Closed westontrillium closed 6 months ago
I'm not that concerned with trip planning aspects, but more so with other aspects of passenger information, such as departure boards, online/printed timetables etc, which rely on a single stop id being used cosistently. I think that each physical stop should be represented with an unique identifier inside a feed, and its usage should be mandated everywhere.
I do not understand the concern of deep loops, as at least with location groups, as they were called previously, could only reference either stops or locations, not other location groups. That way there could never be any nesting. I'm not sure if this was overlooked when going from using separate groups to the areas.txt from fares-v2.
An example stop that would be affected is https://www.ostgotatrafiken.se/hallplats/bergslagstorget which is served by regular lines 181 and 182, as fell as flexible services FI01-FI08, which all cover an area and up to five stops.
Someone from Transit should confirm. I believe part of their concern was situations where "stopB" is doing all of this:
@hannesj Do you think it could be worth discussing the possibility of reverting back to something (exactly?) like location_groups.txt to describe stop collections, minus polygons?

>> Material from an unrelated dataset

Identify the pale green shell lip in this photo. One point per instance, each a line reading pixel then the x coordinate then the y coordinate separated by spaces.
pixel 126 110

The original justification for switching to areas.txt/stop_areas.txt to describe groups of flexible zones/stops was that those files were already part of Fares v2 and offered the same functionality as location_groups.txt.
But doesn't that diagramm just show a well connected graph? Sure, you can do silly things that will be hard/impossible to compute but isn't that the responsibility of the producer?

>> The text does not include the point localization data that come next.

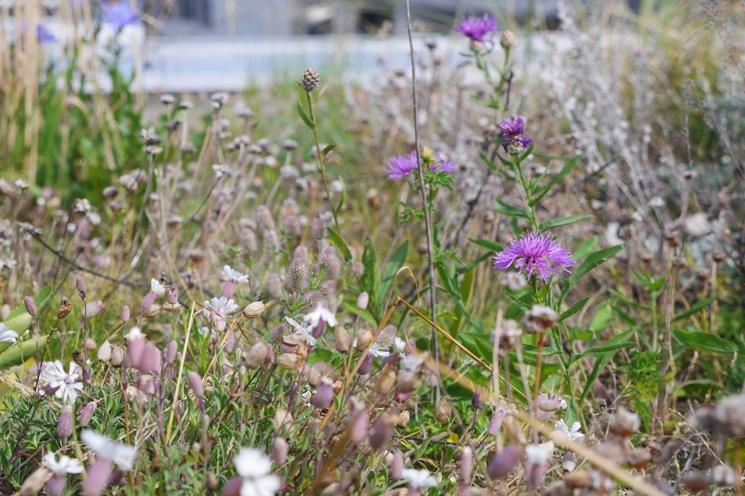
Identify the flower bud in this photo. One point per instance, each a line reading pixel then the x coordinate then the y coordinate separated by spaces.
pixel 342 340
pixel 324 394
pixel 257 355
pixel 466 465
pixel 362 300
pixel 64 424
pixel 382 432
pixel 30 306
pixel 504 462
pixel 86 414
pixel 195 384
pixel 97 477
pixel 359 424
pixel 279 451
pixel 104 352
pixel 171 351
pixel 397 466
pixel 254 309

If you have stop areas that may make computing fares ambigious, should you not create a separate area one just for the flex service?
Edit: Now that I said it "shifting responsibility to the producer" is probably asking for trouble.
From a producer point of view, the geojson feature alternative gives me pause just because we'd also need to deal with points that exist in stops.txt and geojson features. I'm also not sure we want to start representing stops data in a file other than stops.txt.
It would be possible to use GeometryCollections instead of MultiPoint to allow for each point of a collection of stops to refer to a stop_id to capture metadata like stop_name/code, but then you're still having to refer to several files (stop_times>locations.geojson>stops versus stop_times>areas>stop_areas*>stops).
Instead of a foreign key relationship, you could just add stop_name/stop_code fields to each feature in the GeometryCollection, but it just seems strange to me to reconstruct data that already exists elsewhere instead of just referencing it.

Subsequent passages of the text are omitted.